= Cytoreductive surgery =

Surgical procedure in cancer treatment

Cytoreductive surgery (CRS) is a surgical procedure that aims to reduce the amount of cancer cells in the abdominal cavity for patients with tumors that have spread intraabdominally (peritoneal carcinomatosis). The ultimate goal of CRS is to achieve complete gross resection (CGR); in other words, to remove all visible disease from the abdominal cavity. It is often used to treat ovarian cancer but can also be used for other abdominal malignancies.

CRS is often used in combination with hyperthermic intraperitoneal chemotherapy (HIPEC); for some cancer diagnoses it considerably increases life expectancy and reduces the rate of cancer recurrence.

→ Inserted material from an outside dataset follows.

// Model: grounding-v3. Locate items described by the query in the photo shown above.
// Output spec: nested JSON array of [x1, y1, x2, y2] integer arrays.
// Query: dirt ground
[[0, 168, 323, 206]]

Its main developer was Paul Sugarbaker, who is known for the development of cytoreductive surgery followed by hyperthermic intraperitoneal chemotherapy, or HIPEC, a treatment alternately referred to as the Sugarbaker Procedure.

== Ovarian cancer ==
Among patients with stage III epithelial ovarian cancer, the addition of HIPEC to interval cytoreductive surgery resulted in longer recurrence-free survival and overall survival than surgery alone and did not result in higher rates of side effects.

== Colorectal cancer ==
Among colorectal cancer patients with peritoneal carcinomatosis cytoreductive surgery, with the addition of HIPEC can be used to prolong overall survival in patients. In a typical case an incision is made from the sternum down to the pelvis, and cancerous cells are removed. Then heated chemotherapy liquid is poured in to destroy remaining cells. The procedure, which may take 15 hours, is risky, and followed by prolonged recovery.